そう、メキシコで最も信用しちゃけない存在…それは警察官なのだ。
無法地帯メキシコシティへようこそ!
私と友人が絶望でうっすら死を覚悟し、パンツがちょっぴり湿ったその時、タクシーはメキシコシティのホテル街に到着したのだった。
タクシーを下ろされる(=身柄を解放される)のと引き換えに、当時のレートは忘れたが、日本円で9千円近くぼったくられたことは一生忘れない。
その日は、あと二人の友人が合流する夜半まで、恐怖でホテルの部屋から一歩も外に出られなかった。
その時心に誓ったのだ。
「どんなに金を積まれても、メキシコシティにだけは二度と行くまい。
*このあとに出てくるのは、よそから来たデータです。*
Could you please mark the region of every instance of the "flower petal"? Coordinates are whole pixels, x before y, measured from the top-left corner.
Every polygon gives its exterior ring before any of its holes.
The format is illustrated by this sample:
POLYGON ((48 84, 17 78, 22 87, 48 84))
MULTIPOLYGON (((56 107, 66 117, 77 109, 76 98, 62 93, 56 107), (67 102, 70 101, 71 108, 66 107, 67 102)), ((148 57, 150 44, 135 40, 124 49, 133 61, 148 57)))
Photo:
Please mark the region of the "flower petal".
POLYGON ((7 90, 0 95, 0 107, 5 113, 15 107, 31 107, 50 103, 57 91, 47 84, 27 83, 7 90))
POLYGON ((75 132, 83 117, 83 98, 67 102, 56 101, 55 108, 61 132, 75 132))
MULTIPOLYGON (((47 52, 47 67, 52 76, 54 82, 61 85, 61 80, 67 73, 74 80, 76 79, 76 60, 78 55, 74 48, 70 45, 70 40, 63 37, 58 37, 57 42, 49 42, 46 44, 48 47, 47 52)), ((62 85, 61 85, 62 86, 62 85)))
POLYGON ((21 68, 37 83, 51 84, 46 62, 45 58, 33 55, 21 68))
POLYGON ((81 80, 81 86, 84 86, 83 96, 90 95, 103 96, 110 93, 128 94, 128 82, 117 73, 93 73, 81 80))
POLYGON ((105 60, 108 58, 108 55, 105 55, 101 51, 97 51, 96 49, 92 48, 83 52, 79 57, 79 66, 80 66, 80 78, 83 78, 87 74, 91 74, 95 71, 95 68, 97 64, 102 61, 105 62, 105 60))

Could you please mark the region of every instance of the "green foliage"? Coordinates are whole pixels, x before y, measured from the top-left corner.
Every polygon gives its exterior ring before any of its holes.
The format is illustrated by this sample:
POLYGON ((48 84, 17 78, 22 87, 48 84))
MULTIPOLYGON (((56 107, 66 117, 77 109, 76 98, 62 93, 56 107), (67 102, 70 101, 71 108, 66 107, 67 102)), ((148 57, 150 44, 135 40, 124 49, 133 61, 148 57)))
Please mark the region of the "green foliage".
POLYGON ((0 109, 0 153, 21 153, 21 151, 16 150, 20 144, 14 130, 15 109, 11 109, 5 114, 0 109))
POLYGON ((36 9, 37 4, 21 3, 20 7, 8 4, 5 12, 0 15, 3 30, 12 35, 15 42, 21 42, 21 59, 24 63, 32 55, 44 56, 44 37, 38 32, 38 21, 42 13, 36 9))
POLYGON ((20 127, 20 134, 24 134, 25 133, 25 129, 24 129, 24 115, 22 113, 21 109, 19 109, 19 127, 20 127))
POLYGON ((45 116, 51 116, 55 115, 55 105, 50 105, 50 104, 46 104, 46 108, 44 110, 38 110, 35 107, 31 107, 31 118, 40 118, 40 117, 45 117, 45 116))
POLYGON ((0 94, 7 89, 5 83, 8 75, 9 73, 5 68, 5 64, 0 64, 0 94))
」
親愛なるフォロワーさんたちの中にメキシコの方がいたら許してね。
蒸しタコスは美味しかったよ…

…超下痢したけど༼;´༎ຶ ۝ ༎ຶ༽

本作を観て真っ先にこう思った。
もしも、過去へのタイムトラベルが可能ならば、今から30年前に戻って「本場のルチャリブレ(プロレス)が観たい!」などと安直な理由でメキシコ旅行を決めた当時の脳天気な自分の目ん玉をかっぽじって、この『ニューオーダー』を強制視聴させてやりたい。
そして、”軍に拉致られた男の一人が、ケツ穴にビリビリ棒突っ込まれるシーン”を30回程リピートし見せつけた上で、「¿Tú también quieres ser violada por este palo?(お前もこの棒に犯されたいか?)」と若かりし自分の耳元で囁いて、己の浅はかさを知らしめてやるのだ。
へ?
もはやメキシコの軍人よりサイコパス?
何とでも言うがいい。
あの時、私は濡れたパンツと自尊心をあの国に捨ててきたのだ。
Adiós!

賛否の分かれる胸糞映画の代表作、『ニューオーダー』。
未見で興味のある方は、あまりハードルを上げずにご覧頂きたい。
現在、U-NEXT、Hulu、DMM TV、WOWOWオンデマンド等で配信中。